Ce mythe primitif et populaire connaîtra une variante beaucoup plus philosophique et métaphysique ; les Grecs se réclament alors des récits d’Orphée, poète légendaire : Au commencement est Chronos, le Temps. Il engendre le Chaos (l’Infini) et l’Ether (le fini). Le Chaos est enveloppé de la Nuit. C’est sous l’action de l’Ether que s’organise lentement la matière cosmique. Celle-ci prend finalement la forme d’un oeuf, dont la Nuit constitue la coquille. A l’intérieur de cet oeuf gigantesque, dont la partie supérieure forme le ciel et la partie inférieure, la terre, naît le premier être, Phanès, la Lumière. S’unissant à la Nuit, il crée le Ciel et la Terre. Il engendre également Zeus.

 Le mythe primitif , lui, installe les dieux sur une montagne cosmique : le mont Olympe. Zeus, dieu du Ciel et de la Foudre, est le roi des dieux. Son épouse Héra est à l’origine également déesse du Ciel et vierge céleste ; elle devient ensuite déesse du mariage et de la maternité. Leurs querelles fréquentes peuvent traduire les bruyants phénomènes atmosphériques (orages, tempêtes...)

Parmi les divinités proprement cosmiques, on relève Poséidon, frère de Zeus, et à l’origine dieu du Ciel, du Tonnerre, de l’Humidité et de la Fécondité, puis de l’Océan ; Héphaïstos, fils de Zeus, est le dieu du Feu terrestre. Il existe aussi de nombreuses divinités des vents (Eole), des eaux, de la terre (outre Gaïa et Rhéa, il y a Cybèle et Démèter)...

Mentionnons aussi le dieu Dionysos, fils de Zeus et essentiel dans le mythe orphique : dieu du vin, de la végétation et des plaisirs ; dans le mythe orphique, il est tué et ressuscité : il devient ainsi le symbole de la vie universelle.

Perséphone, elle, est la fille de Démèter : elle symbolise le printemps qui rejoint, durant les autres saisons, son époux Hadès, dieu des Enfers. Enfin, Hermès, autre fils de Zeus, est bien sûr le messager des dieux, dieu lui-même des voyageurs, commerçants, voleurs... mais aussi le dieu de la connaissance et de l’astronomie !

 Les activités des divinités célestes traduisent les différents phénomènes que les Grecs peuvent observer dans le ciel :

Hélios est le dieu du Soleil : chaque matin, il sort à l’orient d’un marais formé par le fleuve Océan. A son char d’or, ouvrage d’Héphaïstos le forgeron, les Heures attellent leurs chevaux ailés et d’un blanc éclatant, qui jettent des flammes par leurs naseaux. Le dieu gravit alors la voûte du ciel.

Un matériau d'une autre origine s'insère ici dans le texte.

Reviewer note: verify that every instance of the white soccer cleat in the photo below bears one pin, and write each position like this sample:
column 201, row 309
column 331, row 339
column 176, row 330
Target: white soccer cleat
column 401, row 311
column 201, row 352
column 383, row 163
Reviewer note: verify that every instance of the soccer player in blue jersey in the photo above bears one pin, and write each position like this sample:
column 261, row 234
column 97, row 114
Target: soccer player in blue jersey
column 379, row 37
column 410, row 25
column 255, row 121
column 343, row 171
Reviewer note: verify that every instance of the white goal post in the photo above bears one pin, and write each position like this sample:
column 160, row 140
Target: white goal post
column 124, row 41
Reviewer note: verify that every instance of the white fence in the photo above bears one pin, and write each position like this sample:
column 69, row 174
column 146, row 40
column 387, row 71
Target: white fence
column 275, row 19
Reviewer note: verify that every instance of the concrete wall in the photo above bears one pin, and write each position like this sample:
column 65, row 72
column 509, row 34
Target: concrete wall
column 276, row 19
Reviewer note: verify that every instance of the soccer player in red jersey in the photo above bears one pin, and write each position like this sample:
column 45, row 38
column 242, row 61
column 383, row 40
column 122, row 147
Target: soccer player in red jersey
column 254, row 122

Puis il descend vers l’occident et arrive à la fin de la journée au pays des Hespérides - les nuages dorés du couchant, demeurant dans un jardin merveilleux et veillant sur ses pommes d’or, à moins qu’il ne s’agisse de troupeaux de moutons, évoquant les nuages ! -, où il trouve une barque, elle aussi façonnée par Héphaïstos, dans laquelle l’attendent sa mère, sa femme et ses enfants. Il navigue toute la nuit et se retrouve le matin à son point de départ. Sa soeur Séléné est la déesse de la Lune.

Mais l’un des fils de Zeus, Apollon, est aussi celui de la poésie et de la Lumière Solaire, tandis que sa soeur Artémis est à la fois déesse de la chasse et de la Lumière Lunaire. Hécate, déesse infernale, est également liée à la Lune.

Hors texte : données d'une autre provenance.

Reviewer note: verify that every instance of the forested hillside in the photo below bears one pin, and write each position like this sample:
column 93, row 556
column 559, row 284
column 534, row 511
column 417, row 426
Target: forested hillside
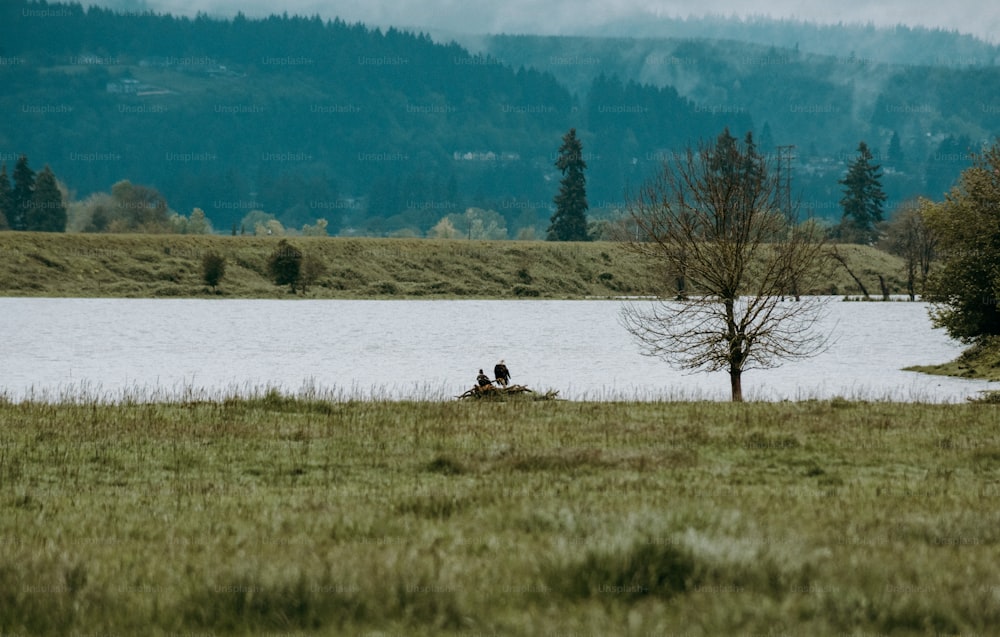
column 387, row 132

Eos, autre soeur d’Hélios, est l’Aurore aux doigts de rose et aux paupières de neige. Elle chevauche parfois le cheval ailé Pégase.

Les constellations ont elles aussi leur importance dans la mythologie grecque : Orion est un géant fameux pour sa beauté. Fils de la Terre ou de Poséidon, il naît d’une peau de génisse ; très vite il se passionne pour la chasse et accompagne volontiers la déesse Artémis. Celle-ci le tuera ; Orion est alors transporté au ciel où, couvert d’une armure d’or, il brille durant les nuits d’hiver. La constellation des Pléiades est elle aussi liée à de nombreux récits. Ces sept jeunes filles, dont le père est le géant Atlas, sont finalement changées en astres et annoncent le retour de la belle saison. Quant à la Grande Ourse, elle est à l’origine une nymphe nommée Callisto, aimée de Zeus, enceinte de lui puis transformée en ourse et projetée au ciel (punition d’Héra jalouse ou protection de Zeus contre cette jalousie ?).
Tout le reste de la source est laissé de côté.